На лавочке под чахлой маслиной я вспомнил Гулика. Мой старый приятель активно занимался журналистикой. Однажды он явился к нам в издательство со съемочной группой, чтобы сотворить развернутый репортаж о производстве учебников для современной азербайджанской школы. Пока они записывали самодовольное бормотание директора, листали пухлые рукописи и наблюдали работу корректоров, подошло время обеда. Не подозревая о надвигающейся съемке, наш компьютерный цех — два верстальщика, три наборщицы — плотно закусил и традиционно запил закуску трехзвездочным коньяком. Или наоборот. Словом, когда в нашу комнату вверглись Гулик с оператором, мы уже расслабленно предавались сиесте, занимаясь каждый своими делами. Я, например, летал над Вьетнамом и бомбил какие-то минометные укрепления. Гулик обозрел обстановку, сказал оператору с тяжелым аппаратом на плече: «Ну вот это ты вот это». Вслед за чем он уставился на забытую нами под раковиной початую бутылку коньяка.

За встречу грех было не выпить. С этим согласился и оператор. Он с готовностью снял с плеча камеру и вытер руки о штаны.

Когда я пошел провожать обоих до выхода, Гулик сказал:

— Что ты, Влад, тут маешься? Приходи к нам.

«К нам» — это на телевидение.

— А по телевизору меня покажете? — обрадовался я.

— Всё покажем! — заверил Гулик.

Он, кстати, не соврал. Уже через неделю вышла передача про достижения отечественной системы образования, в которой мелькнул не только мой профиль, но и вьетнамские пейзажи. Очевидно, гостелерадио сочло бомбежку Юго-Восточной Азии какой-то специальной издательской технологией.

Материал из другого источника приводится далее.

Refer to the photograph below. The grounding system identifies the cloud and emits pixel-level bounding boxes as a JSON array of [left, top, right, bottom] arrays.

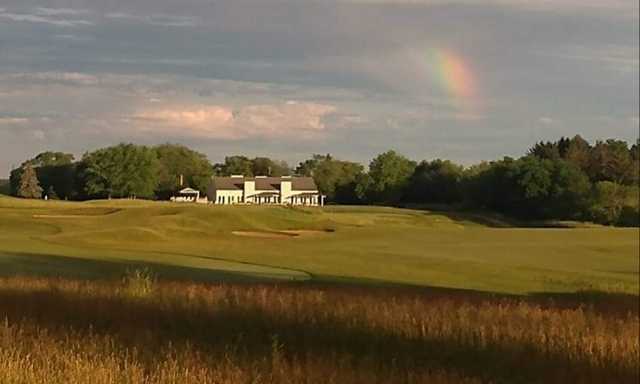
[[132, 101, 337, 140], [0, 72, 100, 86], [105, 12, 197, 27], [538, 116, 555, 125], [0, 8, 94, 27], [35, 7, 89, 16], [0, 116, 30, 127]]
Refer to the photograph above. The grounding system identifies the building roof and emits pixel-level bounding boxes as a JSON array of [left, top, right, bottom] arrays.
[[213, 176, 318, 191], [178, 188, 200, 195]]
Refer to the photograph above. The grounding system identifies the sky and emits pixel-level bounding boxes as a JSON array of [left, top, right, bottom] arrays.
[[0, 0, 639, 178]]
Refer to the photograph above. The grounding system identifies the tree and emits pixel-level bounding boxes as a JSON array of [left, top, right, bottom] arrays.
[[11, 151, 77, 199], [296, 154, 364, 204], [369, 151, 416, 203], [17, 164, 42, 199], [588, 139, 637, 185], [590, 181, 626, 224], [295, 153, 333, 176], [406, 159, 463, 204], [216, 156, 253, 177], [562, 135, 591, 172], [527, 141, 560, 159], [80, 144, 159, 198], [251, 157, 291, 177], [154, 144, 213, 199]]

И вот теперь я вспомнил это легкомысленное предложение Гулика.

— Конечно! — закричал он мне вечером в трубку. — Приходи завтра же! Я тебе выпишу пропуск!

В телепроходной сновал народ. Знаменитостей я там не обнаружил. Возможно, потому, что который месяц забывал включить телевизор.

Гулик подбежал минут через двадцать.

— Вот пропуск, — показал он бумажку сутулому полицейскому. Тот лениво заглянул в мой паспорт, кивнул и вернулся к разглядыванию кроссворда.

В большой комнате, уставленной продавленными креслами и потрескавшимися шкафами, Гулик познакомил меня с седоватым поджарым  мужчиной, похожим на Самеда Вургуна в изображении Херлуфа Бидструпа. Это был главный редактор Мамед-муаллим. Гулик описал мои достоинства, злоупотребляя наречием «безусловно». Рассказал о богатом журналистском опыте и многочисленных публикациях в республиканской печати. Собственно говоря, публикаций было две. В студенческие годы в «Молодежи Азербайджана» у меня вышли переводы английских детских песенок, а чуть позже в газете «525» — пространный новогодний тост. Тост был построен на рефрене «Мне хочется выпить за…», «Мне хочется выпить за…» и заканчивался пронзительным «Мне хочется выпить… Как же мне хочется выпить!»

Мамед-муаллим доверился рекомендациям Гулика и, к счастью, до цитат не дошло.

— Кстати, — задумчиво сказал шеф, — как раз есть интересная тема.

— О? — заинтересовался я.

— Москва нам заказала сюжет об экономической ситуации в Азербайджане. Попробуй. А Гулик тебе поможет. Поезжайте вместе. Хотя бы прямо сейчас. Машина, кажется, свободна.

— Куда поезжайте?

— Туда, где есть экономическая ситуация. Навстречь солнцу.

Мы вышли в коридор. Гулик озабоченно вертел головой.

— Это ж с крейсера на дискотеку, — говорил я ему. — Надо подумать, подготовиться. Запросить экономические министерства, ведомства и знающих человеков. Пристально и вдумчиво изучить статистику.

— Сейчас, — сказал Гулик, и заорал: — Эльчин! Эльчин!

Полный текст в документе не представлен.